Legislature’s special session costs top $440,000
Nearly half a year of lawmakers hanging around Olympia doesn’t come free.
Washington state lawmakers racked up more than $440,000 in daily expenses and travel costs during their three overtime sessions this year, according to a review of legislative records — and those records are still incomplete.
The total cost of lawmakers’ special sessions could top $500,000 after the state House finishes compiling reports from the Legislature’s most recent stint in Olympia.
The Legislature adjourned Friday, partway through a third special session, after finalizing details of a new 16-year transportation package and a new state operating budget. Gov. Jay Inslee had called lawmakers back after they were unable to agree on a budget during their regular session that ended in April.
This year’s special session costs were driven up by the sheer length of time lawmakers spent in session — 176 days, the most the Legislature has ever met during a single year — as well as a recent increase in their daily expense stipend, or per diem rate.
Since 2014, lawmakers have been allowed $120 per day to help pay for expenses such as food and lodging while the Legislature is in session, while previously they could claim only $90 per day.
For those reasons, lawmakers’ per diem and expense costs in 2015 were higher than they were two years ago, when legislators required two 30-day special sessions to complete their work.

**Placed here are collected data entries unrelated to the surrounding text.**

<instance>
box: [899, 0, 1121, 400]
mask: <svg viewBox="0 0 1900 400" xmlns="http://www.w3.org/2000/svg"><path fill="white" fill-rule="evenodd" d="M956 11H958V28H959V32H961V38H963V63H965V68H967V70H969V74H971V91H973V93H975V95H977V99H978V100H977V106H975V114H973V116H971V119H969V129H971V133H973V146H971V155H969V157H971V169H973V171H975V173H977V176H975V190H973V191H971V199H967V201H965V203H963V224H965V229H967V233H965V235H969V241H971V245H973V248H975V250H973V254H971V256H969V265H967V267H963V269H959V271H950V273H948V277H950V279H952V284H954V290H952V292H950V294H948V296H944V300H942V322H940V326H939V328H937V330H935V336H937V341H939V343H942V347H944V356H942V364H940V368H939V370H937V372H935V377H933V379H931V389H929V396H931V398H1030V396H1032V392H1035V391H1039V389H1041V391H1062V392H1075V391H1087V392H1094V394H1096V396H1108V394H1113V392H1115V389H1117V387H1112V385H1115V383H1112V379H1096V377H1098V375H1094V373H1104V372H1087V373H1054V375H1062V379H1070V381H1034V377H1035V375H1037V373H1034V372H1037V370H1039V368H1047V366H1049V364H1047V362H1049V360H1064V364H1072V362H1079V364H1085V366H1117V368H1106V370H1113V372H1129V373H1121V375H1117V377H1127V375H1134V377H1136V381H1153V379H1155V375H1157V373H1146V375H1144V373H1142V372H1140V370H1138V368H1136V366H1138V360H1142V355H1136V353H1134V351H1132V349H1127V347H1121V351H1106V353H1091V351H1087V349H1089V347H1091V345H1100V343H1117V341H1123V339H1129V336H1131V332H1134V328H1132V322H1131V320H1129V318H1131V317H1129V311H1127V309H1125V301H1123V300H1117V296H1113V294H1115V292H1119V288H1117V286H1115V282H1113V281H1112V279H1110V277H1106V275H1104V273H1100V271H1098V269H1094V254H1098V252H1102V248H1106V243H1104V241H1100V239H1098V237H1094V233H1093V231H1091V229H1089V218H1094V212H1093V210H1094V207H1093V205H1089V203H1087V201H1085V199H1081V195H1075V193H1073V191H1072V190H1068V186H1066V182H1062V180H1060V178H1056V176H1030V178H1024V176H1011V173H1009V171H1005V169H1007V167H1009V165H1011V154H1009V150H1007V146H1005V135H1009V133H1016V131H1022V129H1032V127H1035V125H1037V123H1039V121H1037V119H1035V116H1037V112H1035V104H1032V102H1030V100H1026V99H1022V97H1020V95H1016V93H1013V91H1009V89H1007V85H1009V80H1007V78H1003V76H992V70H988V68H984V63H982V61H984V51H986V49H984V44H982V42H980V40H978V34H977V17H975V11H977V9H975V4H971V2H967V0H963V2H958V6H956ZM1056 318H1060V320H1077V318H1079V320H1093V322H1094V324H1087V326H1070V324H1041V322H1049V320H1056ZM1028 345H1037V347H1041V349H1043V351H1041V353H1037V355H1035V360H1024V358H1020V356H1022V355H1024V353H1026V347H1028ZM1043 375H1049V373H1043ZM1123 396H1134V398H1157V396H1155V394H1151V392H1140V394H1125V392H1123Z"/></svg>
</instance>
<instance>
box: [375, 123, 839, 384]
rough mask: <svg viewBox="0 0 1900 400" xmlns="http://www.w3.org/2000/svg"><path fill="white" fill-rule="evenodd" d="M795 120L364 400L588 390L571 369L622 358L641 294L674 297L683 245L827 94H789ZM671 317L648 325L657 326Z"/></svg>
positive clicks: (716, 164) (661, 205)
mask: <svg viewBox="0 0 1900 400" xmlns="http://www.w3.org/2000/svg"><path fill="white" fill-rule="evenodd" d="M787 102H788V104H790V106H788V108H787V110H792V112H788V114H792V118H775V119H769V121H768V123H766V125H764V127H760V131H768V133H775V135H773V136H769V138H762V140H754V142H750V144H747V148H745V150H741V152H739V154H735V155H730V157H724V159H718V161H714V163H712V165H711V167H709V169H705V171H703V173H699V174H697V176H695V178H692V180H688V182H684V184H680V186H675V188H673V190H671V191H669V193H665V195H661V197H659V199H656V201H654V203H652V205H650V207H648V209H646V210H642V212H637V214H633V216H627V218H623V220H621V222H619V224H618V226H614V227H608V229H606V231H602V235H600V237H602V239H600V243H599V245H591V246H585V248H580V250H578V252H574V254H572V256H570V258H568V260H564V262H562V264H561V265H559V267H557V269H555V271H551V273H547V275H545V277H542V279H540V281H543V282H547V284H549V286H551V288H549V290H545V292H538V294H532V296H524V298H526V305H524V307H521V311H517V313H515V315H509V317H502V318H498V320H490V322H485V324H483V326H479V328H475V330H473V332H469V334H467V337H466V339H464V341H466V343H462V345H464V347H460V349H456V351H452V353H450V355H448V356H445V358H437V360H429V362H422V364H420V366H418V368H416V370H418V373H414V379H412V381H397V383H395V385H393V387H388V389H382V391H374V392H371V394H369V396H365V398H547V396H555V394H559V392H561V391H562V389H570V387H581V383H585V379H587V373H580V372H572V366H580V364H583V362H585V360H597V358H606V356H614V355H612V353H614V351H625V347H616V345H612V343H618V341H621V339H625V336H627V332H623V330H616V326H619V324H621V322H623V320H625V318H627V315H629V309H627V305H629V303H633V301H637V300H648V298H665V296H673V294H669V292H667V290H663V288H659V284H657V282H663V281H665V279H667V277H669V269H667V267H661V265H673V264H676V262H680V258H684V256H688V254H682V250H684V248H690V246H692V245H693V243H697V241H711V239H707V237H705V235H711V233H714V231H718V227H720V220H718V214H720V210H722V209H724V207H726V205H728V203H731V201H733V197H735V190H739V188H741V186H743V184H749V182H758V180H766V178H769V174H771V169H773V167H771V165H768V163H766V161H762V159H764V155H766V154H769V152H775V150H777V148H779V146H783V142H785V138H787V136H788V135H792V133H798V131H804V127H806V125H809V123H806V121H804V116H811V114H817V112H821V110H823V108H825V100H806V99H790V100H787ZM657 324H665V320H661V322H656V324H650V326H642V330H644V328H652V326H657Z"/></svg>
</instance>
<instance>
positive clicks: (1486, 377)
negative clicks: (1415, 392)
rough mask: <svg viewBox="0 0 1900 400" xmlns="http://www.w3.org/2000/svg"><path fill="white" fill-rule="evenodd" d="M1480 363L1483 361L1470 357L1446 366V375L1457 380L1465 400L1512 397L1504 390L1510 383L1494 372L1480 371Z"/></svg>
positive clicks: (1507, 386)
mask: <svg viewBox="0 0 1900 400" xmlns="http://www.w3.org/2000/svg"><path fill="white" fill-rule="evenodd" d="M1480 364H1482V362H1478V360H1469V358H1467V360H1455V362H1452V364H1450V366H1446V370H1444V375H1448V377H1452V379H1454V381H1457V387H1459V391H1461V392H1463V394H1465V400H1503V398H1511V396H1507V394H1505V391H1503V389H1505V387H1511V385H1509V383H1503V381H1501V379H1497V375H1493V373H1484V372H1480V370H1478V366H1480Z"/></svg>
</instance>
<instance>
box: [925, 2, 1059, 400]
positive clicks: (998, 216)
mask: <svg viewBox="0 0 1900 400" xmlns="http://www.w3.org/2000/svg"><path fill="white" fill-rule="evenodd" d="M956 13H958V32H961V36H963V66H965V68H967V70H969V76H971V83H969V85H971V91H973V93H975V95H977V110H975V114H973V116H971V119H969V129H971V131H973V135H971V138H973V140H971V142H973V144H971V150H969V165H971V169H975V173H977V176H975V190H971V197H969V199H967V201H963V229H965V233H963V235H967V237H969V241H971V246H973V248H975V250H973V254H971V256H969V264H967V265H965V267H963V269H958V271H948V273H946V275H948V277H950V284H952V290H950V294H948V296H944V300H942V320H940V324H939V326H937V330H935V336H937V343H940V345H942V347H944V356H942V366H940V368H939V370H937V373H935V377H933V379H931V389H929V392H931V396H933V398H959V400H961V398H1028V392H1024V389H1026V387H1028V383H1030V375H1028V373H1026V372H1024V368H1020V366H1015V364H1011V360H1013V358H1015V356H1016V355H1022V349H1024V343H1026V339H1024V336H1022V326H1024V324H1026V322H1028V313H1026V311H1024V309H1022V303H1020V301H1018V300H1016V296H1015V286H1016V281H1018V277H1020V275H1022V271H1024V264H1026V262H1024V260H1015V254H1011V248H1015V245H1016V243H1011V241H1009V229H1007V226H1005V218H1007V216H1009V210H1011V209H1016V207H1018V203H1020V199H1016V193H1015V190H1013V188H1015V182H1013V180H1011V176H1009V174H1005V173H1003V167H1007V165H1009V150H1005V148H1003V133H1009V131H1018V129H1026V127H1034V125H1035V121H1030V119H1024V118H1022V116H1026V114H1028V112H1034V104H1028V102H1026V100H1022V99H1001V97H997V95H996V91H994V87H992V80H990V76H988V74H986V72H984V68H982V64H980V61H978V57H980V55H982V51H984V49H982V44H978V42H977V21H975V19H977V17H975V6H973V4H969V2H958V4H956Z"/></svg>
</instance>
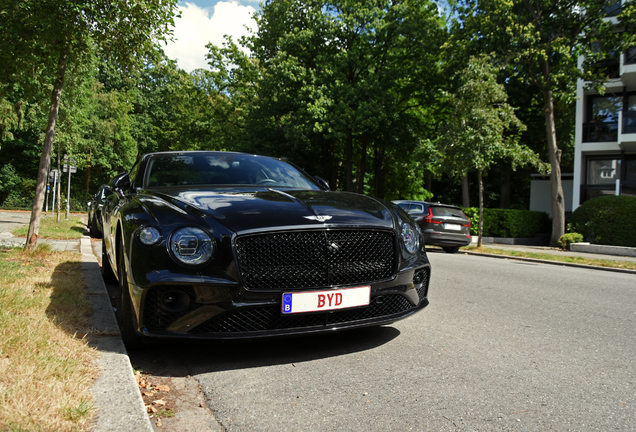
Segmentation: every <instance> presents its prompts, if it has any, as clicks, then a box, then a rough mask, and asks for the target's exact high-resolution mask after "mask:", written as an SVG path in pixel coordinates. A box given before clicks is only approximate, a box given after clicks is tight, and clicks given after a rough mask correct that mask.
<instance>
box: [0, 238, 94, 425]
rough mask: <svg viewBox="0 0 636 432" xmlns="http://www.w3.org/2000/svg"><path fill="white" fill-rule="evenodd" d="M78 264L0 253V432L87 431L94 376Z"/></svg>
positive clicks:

Yet this year’s special session costs don’t look as if they will break records, even if the Legislature’s lengthy stay in Olympia did.
Lawmakers’ travel expenses and per diem costs were higher in 2001, according to records from the House and Senate. That year, lawmakers also stayed in Olympia for three overtime sessions, and claimed a combined $580,000 in per diem payments and travel reimbursements.
Administrators in the House and the Senate said they will be able to absorb the cost of this year’s special sessions within their existing budgets.
Bernard Dean, deputy chief clerk of the state House, said the House can cover lawmakers’ special-session costs using savings from unfilled staff vacancies during the 2015 fiscal year, as well as from lawmakers not maxing out their business and communication expense accounts.
Paul Campos, the deputy secretary of the Senate, said his chamber similarly expects to offset the extra session costs with savings banked during the last fiscal year.